Histogram and Stem & Leaf plot - Regression analysis

Exhibit 33.27 Histogram and Stem & Leaf plot reveals the shape of the distribution. The Stem & Leaf plots also enumerates the actual values. (Source: SPSS).

Normal probability plot and the de-trended normal probability plot - Regression analysis

Exhibit 33.28 The normal probability plot and the de-trended normal probability plot. (Source: SPSS).

The dependent and independent variables are assumed to follow normal distribution. Furthermore, in the case of multiple regression, this assumption is also applicable to the combination of variables.

If their distributions vary substantially from the normal distribution, the F test, which assesses the overall regression, and the t-test, which assesses statistical significance of the coefficients, may no longer remain valid.

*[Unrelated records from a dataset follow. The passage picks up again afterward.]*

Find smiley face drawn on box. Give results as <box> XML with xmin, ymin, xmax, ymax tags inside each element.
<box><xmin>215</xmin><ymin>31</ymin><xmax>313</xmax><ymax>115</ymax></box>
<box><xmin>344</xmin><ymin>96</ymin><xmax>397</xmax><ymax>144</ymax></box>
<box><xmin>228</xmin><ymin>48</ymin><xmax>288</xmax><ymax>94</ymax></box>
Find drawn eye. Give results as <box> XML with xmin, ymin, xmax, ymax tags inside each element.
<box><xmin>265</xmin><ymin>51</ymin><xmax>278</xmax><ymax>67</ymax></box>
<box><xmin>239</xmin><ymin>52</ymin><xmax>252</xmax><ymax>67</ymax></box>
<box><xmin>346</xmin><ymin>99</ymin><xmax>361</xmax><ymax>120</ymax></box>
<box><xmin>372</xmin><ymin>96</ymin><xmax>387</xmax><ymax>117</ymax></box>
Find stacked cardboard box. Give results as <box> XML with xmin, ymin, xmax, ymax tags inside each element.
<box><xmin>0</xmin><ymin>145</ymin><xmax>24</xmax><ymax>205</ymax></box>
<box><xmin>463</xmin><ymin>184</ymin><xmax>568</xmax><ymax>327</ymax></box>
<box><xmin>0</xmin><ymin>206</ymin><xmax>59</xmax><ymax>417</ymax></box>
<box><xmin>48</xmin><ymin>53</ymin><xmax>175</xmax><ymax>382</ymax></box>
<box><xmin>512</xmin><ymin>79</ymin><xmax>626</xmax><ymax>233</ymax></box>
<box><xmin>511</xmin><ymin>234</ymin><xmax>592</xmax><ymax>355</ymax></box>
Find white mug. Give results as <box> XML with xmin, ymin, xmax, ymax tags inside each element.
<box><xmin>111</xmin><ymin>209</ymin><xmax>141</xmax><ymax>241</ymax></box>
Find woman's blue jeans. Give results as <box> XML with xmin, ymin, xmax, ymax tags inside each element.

These tests assume that the residuals are distributed normally.

Univariate normality can be visually examined through the histogram and the stem & leaf plot (Exhibit 33.27), though this may be problematic for smaller samples. The normal probability plot, Exhibit 33.28, is a more reliable check. This compares the cumulative distribution of the data with that for a normal distribution. If data is normal, it is scattered close to the diagonal which represents the theoretical normal distribution.

Additionally, the Kurtosis statistic tests for “peakedness” or “flatness” of the data, and the skewness statistic is a measure for skewness.